June 20, 2011
WESTERN CATHOLIC REPORTER
EDMONTON — When confronted by life's many difficulties, Denise Cadieux-Couturier relies on prayer, strong faith and forgiveness.
She married Charles Cadieux, a meteorologist from Plamondon, in 1957. Together they had three sons and a daughter.
Living in Sherwood Park, her husband died on his way home from work one night. Widowed, she adjusted to becoming a working mother who waited tables and drove 18-wheelers and dump trucks to support her family. She was one of Alberta's first female truck drivers.
Cadieux-Couturier, 74, was the guest speaker at the Edmonton Catholic charismatic prayer breakfast, held June 11 at the Chateau Louis conference centre.
Nine years after her first husband's death, she remarried and was soon pregnant. The newlyweds were unprepared for more children, and her new husband did not view the pregnancy as a blessing.
"My husband gave me an ultimatum. He said to get rid of the child, put it up for adoption or else he was leaving. I gave him a choice to either stay or leave.

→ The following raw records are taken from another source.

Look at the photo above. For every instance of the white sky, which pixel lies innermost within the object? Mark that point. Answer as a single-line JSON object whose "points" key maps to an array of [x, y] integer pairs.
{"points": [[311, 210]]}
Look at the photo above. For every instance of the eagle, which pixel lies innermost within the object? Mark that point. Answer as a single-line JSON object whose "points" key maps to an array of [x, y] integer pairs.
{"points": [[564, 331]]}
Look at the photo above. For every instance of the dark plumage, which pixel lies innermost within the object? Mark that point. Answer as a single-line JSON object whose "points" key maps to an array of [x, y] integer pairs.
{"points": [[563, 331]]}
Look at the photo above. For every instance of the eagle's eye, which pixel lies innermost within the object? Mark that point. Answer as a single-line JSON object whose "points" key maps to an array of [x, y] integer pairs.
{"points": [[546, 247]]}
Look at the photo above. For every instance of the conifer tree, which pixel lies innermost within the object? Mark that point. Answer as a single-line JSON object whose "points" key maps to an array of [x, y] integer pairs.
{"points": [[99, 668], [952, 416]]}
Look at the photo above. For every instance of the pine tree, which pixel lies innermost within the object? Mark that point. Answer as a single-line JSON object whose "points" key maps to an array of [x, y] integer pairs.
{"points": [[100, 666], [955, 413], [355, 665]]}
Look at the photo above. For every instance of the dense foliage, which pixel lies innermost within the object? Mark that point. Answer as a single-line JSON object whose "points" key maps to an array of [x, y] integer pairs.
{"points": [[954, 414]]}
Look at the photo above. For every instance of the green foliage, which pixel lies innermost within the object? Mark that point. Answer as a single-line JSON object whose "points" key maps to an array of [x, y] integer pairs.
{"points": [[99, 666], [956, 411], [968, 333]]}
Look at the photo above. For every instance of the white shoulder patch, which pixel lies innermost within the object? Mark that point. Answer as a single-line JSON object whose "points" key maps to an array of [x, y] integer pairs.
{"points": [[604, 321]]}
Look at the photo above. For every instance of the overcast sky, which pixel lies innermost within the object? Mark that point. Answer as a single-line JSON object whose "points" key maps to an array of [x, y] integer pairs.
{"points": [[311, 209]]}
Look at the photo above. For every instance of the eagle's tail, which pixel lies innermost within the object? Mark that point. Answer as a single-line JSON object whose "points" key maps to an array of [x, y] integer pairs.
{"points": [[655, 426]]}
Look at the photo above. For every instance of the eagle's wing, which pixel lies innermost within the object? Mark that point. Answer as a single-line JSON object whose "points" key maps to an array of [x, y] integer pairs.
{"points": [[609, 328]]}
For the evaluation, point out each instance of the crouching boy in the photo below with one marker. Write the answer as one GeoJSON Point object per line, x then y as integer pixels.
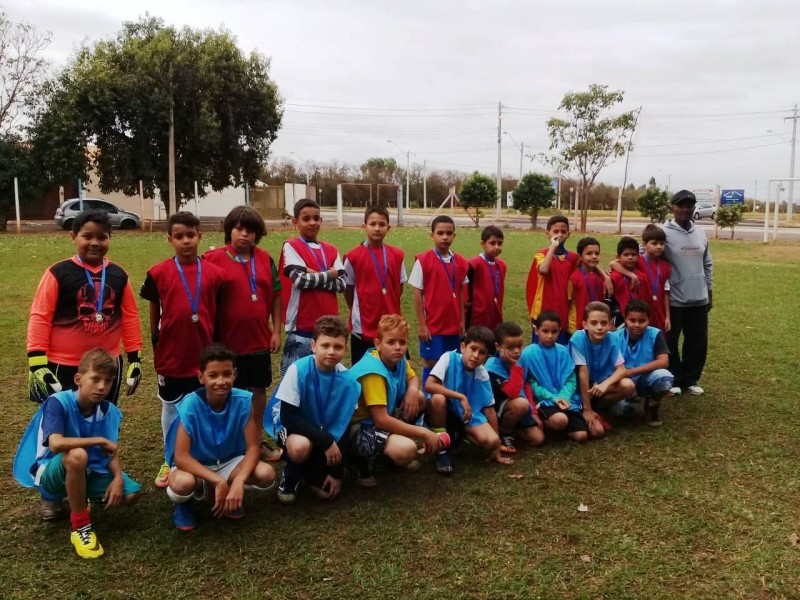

"I told him that I'd raised four children by myself, and I could raise another. He left, and he never saw his son," said Cadieux-Couturier.
A year ago, her second husband died. She had long since forgiven him and never spoke badly about the man. She and her son went to the funeral.

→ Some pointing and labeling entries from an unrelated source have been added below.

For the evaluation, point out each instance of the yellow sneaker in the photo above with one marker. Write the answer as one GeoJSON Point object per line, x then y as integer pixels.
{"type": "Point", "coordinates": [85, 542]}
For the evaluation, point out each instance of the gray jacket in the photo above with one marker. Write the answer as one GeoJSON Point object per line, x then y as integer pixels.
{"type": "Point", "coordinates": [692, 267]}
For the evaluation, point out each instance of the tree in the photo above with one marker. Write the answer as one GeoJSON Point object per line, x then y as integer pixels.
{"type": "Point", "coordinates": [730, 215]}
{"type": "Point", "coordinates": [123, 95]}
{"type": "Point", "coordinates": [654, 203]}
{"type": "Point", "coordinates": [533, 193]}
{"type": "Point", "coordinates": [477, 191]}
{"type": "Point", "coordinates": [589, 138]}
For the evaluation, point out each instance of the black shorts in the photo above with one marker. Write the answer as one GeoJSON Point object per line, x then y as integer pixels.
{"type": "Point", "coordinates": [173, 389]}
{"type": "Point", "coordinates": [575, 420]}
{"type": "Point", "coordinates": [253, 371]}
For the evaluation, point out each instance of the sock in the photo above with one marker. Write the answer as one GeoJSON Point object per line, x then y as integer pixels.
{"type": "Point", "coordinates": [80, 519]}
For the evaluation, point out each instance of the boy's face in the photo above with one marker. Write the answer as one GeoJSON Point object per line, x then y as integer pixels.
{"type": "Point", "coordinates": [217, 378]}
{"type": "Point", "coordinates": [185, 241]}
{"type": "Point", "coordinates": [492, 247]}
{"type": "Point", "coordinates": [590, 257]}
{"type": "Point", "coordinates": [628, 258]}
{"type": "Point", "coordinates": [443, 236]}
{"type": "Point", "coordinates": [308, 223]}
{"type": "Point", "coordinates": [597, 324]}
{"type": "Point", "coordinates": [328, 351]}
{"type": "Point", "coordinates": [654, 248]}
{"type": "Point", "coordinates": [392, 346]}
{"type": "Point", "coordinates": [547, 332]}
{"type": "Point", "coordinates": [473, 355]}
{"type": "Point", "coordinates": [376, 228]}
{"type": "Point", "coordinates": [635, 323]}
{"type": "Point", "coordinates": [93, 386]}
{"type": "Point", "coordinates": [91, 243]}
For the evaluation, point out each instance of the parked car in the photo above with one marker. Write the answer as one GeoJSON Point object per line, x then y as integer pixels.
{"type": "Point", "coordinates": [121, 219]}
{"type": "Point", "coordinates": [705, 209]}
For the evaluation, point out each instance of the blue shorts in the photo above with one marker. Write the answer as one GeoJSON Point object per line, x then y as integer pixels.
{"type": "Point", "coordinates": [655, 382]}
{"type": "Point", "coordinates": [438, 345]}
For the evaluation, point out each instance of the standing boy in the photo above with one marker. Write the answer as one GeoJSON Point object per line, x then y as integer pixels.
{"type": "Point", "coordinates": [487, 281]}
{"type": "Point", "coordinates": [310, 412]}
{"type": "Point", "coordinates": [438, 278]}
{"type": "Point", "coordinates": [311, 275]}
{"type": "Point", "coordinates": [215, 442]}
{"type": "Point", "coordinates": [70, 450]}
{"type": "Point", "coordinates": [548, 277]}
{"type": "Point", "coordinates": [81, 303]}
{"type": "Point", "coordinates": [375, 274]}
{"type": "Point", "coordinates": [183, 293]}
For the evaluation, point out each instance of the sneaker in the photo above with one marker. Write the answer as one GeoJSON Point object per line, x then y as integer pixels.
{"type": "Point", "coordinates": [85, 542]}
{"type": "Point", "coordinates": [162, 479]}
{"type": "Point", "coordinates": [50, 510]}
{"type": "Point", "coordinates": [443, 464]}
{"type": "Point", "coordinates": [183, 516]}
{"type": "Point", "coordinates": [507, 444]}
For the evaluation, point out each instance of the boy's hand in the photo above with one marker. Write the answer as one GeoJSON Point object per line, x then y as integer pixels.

"I told my son, 'Say what you want to your dad. But remember, you forgive him.' We've had to forgive and forget and live on," said Cadieux-Couturier.
Born in St. Paul, Alta., the oldest of seven children, Cadieux-Couturier grew up in a traditional Catholic family, praying the rosary every evening at home and whenever they travelled.

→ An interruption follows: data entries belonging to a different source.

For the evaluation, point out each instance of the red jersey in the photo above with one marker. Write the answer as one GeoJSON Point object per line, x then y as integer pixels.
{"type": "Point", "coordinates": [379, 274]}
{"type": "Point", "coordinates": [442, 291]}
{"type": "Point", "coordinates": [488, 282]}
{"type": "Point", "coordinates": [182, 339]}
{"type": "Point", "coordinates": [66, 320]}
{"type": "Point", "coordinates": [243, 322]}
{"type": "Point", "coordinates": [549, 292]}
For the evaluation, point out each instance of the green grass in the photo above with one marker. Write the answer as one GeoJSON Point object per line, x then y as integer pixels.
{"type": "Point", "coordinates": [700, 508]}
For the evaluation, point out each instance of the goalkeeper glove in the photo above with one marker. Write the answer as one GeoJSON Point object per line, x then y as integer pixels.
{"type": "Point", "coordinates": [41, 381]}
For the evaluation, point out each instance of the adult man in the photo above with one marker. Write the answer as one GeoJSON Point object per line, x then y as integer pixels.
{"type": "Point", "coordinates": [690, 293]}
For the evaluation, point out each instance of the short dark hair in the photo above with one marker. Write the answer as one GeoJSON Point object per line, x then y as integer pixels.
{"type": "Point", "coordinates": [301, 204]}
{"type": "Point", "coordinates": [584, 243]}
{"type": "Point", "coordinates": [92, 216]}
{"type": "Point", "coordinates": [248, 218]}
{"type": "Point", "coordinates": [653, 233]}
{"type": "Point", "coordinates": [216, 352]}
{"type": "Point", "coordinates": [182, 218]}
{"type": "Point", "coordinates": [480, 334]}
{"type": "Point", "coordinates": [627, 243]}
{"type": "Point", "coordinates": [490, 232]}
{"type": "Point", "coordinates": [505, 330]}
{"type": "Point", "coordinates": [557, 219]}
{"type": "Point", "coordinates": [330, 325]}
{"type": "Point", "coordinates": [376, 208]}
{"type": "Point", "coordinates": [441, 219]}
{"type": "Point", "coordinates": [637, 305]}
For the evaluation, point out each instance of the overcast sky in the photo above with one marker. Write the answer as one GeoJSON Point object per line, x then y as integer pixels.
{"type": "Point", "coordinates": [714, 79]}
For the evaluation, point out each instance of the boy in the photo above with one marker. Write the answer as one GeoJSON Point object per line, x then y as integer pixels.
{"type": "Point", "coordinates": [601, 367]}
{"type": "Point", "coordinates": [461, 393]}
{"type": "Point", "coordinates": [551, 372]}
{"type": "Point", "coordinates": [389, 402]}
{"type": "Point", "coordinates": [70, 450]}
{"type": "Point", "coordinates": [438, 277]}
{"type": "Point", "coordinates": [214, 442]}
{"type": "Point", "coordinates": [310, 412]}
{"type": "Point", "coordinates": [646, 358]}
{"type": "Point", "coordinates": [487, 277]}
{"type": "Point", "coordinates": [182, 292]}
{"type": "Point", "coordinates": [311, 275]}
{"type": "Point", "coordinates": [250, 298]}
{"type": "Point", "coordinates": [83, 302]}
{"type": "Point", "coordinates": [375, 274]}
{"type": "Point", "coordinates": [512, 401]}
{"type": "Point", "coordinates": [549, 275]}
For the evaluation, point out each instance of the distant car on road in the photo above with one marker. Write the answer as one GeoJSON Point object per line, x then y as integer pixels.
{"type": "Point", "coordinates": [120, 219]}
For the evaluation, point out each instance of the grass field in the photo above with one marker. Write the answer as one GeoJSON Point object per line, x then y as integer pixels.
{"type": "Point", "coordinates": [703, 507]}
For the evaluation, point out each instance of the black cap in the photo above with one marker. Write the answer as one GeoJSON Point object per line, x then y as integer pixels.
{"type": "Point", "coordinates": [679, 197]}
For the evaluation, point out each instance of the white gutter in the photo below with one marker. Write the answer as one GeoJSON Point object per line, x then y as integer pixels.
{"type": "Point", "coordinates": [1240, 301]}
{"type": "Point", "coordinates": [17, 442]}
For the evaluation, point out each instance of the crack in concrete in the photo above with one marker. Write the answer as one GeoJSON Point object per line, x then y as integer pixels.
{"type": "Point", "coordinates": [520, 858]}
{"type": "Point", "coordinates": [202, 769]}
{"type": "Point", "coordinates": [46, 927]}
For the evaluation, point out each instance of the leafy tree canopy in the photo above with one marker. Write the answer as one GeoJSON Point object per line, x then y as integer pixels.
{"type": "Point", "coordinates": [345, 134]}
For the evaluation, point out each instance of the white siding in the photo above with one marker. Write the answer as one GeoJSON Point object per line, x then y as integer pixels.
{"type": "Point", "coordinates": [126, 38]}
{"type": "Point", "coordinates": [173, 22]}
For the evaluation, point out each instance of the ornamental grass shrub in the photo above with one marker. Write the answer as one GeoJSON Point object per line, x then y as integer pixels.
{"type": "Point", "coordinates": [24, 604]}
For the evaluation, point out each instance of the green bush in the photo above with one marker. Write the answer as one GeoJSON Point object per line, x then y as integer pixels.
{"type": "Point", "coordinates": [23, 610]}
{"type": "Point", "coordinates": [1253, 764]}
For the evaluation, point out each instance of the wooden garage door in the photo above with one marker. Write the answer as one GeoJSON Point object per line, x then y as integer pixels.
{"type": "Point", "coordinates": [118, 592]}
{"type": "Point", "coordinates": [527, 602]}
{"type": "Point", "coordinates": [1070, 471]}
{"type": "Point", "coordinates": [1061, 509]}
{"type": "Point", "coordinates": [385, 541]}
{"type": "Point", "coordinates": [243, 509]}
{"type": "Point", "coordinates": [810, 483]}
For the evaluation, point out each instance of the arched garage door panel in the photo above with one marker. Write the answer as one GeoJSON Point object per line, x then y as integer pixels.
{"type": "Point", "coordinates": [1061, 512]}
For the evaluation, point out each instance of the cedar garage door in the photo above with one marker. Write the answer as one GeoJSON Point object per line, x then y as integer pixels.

When she was six she received her First Communion. That day, she took part in a local tradition of walking through the community and adoring the Blessed Sacrament, set on the doorsteps of about six homes.
"The second house we went to, I was not prepared to adore the Blessed Sacrament," she recalled. "There was this lady and I used to carry groceries to her all the time. One time she brought me to the police, and she told the police that I was stealing crabapples from her trees. I got so frightened because they showed me what a jail looked like."
When she refused to adore the Blessed Sacrament at that house, a sister asked why. When she explained, the sister reminded her that she was there to adore the Lord, not the homeowner.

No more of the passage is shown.